Caption: Un dimanche après midi en famille sur la plage près de Maputo. Joan Bardeletti/Picturetank
Bardeletti’s photographs show people, places, institutions and cultural events that are modern, well-resourced and more than a little familiar to the European eye. They reveal a complexity to ‘African’ life that belies the stereotypes. However, we have to refrain from seeing Akena’s photograph as ‘negative/wrong/false’ while Bardeletti’s are ‘positive/right/true’. These are tired forms of critique that overlook the fact that all photographers make aesthetic choices in the construction of imagery. In terms of what ‘we’ outside of ‘Africa’ see, the overriding concern needs to be less the presence of particular pictures than the absence of all the alternative possibilities.
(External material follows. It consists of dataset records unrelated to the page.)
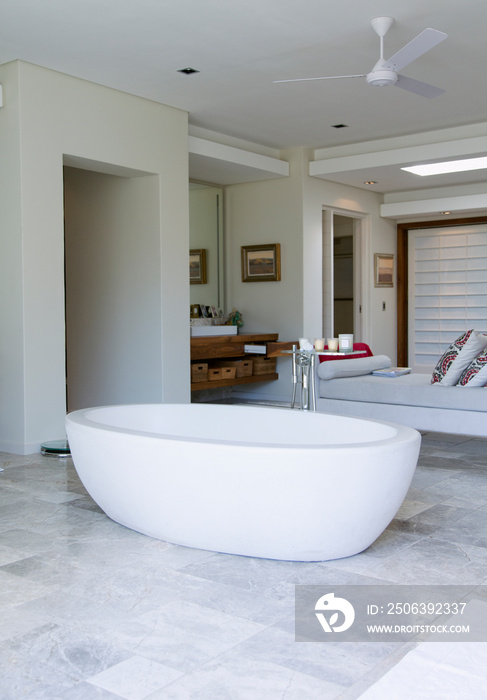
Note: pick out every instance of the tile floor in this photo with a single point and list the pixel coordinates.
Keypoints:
(91, 610)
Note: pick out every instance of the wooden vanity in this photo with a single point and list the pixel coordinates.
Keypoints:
(214, 350)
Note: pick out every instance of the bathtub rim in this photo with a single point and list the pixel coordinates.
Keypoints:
(80, 418)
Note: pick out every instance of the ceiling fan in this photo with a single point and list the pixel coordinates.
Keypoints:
(385, 72)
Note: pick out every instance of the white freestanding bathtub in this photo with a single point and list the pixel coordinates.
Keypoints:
(257, 481)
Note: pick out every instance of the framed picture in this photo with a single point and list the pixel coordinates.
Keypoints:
(261, 263)
(384, 270)
(197, 266)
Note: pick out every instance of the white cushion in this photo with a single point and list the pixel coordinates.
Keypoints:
(458, 357)
(476, 372)
(337, 369)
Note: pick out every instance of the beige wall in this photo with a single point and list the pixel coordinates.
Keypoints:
(289, 211)
(113, 289)
(46, 117)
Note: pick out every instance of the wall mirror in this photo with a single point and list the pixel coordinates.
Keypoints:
(206, 233)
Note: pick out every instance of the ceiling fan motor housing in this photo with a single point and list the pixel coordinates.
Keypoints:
(382, 78)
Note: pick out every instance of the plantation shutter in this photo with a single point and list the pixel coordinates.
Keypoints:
(447, 289)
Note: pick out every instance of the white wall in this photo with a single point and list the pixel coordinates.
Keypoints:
(58, 116)
(12, 404)
(289, 212)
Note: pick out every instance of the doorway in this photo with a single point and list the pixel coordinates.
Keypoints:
(342, 295)
(112, 288)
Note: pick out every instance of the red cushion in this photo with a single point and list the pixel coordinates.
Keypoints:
(363, 348)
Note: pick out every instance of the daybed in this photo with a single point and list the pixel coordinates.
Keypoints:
(349, 388)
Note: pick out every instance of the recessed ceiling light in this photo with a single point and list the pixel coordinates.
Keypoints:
(188, 71)
(452, 166)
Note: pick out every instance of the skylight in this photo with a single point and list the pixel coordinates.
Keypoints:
(452, 166)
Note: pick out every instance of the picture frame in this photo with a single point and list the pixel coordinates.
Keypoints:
(261, 263)
(383, 270)
(197, 266)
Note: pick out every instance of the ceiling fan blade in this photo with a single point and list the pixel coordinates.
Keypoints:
(418, 87)
(425, 41)
(326, 77)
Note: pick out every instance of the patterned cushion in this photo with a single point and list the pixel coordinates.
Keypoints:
(476, 372)
(458, 357)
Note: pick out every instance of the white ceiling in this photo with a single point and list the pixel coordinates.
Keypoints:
(241, 46)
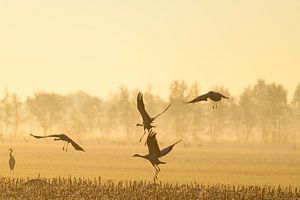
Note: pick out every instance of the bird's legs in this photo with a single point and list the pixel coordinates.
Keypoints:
(67, 146)
(64, 146)
(156, 172)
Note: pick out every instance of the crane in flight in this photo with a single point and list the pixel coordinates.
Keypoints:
(155, 153)
(64, 138)
(147, 120)
(214, 96)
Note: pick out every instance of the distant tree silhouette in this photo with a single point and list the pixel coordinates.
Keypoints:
(47, 108)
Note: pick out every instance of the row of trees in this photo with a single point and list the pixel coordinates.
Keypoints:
(261, 113)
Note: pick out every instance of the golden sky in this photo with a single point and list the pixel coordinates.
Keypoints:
(96, 46)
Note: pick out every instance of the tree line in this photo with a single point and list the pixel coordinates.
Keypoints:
(261, 113)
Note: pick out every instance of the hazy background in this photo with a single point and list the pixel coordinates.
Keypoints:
(96, 46)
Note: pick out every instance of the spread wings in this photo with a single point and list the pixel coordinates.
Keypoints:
(62, 137)
(39, 137)
(203, 97)
(167, 150)
(76, 146)
(141, 108)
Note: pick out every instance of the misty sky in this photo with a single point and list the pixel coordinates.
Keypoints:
(65, 46)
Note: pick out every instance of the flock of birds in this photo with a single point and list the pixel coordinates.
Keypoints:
(154, 151)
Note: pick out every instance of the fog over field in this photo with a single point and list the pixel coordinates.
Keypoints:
(214, 85)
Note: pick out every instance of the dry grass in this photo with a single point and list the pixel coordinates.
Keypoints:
(80, 188)
(204, 172)
(208, 164)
This chimes with an interview Guy Tillim, the renowned South African photographer, gave to Daniel Cuthbert’s Verbal blog in July last year. Tillim observed:
The thing is, there are serious problems in Africa which did require our attention. One has to be careful with the positive/negative thing. Just because one takes images of dance halls in Lagos, and people being happy, it might end up being as much as a cliché as the suffering image.
Positives images are one that are self-aware or are interesting, penetrating and original no matter what they look at. Negatives images are ones that perpetuate the issue. Let’s face it, Stereotypes are currency in this industry and actively traded by western media.
The problem with images is that we are so visually driven, clichés are bound to be strong. There is a lack of context. If we see a crumbling wall, we think this is a metaphor for the human issue. It’s not, it’s often just a crumbling wall. What is positive and negative depends on your view.
Tillim’s recasting of what positive/negative mean is very important. Instead of it being a simple contrast of picture content — graphic images of famine versus smiling villagers, for example — he sees it as embodying an understanding of the purpose and function of photographs: “positives images are one that are self-aware or are interesting, penetrating and original no matter what they look at. Negatives images are ones that perpetuate the issue [the cliché].”
This is the position from which we should judge Bardeletti’s photographs. It will be interesting to see how many media outlets use Bardeletti’s photographs and stories once the project is completed in the summer of this year. Of course, there are many economic problems still facing the continent – such as the “land grab” of agricultural resources revealed recently by John Vidal – but a more comprehensive visual account of ‘Africa’ must include photographs like Joan Bardeletti’s.
UPDATE 18 March 2010:
Asim Rafiqui has an excellent post — How to Take Photos of Africa Or Where Intent and Ideas Collide — that was serendipitously published on the same day as this one. It shares concerns similar to mine, and has a range of additional examples. It is a ‘must read’.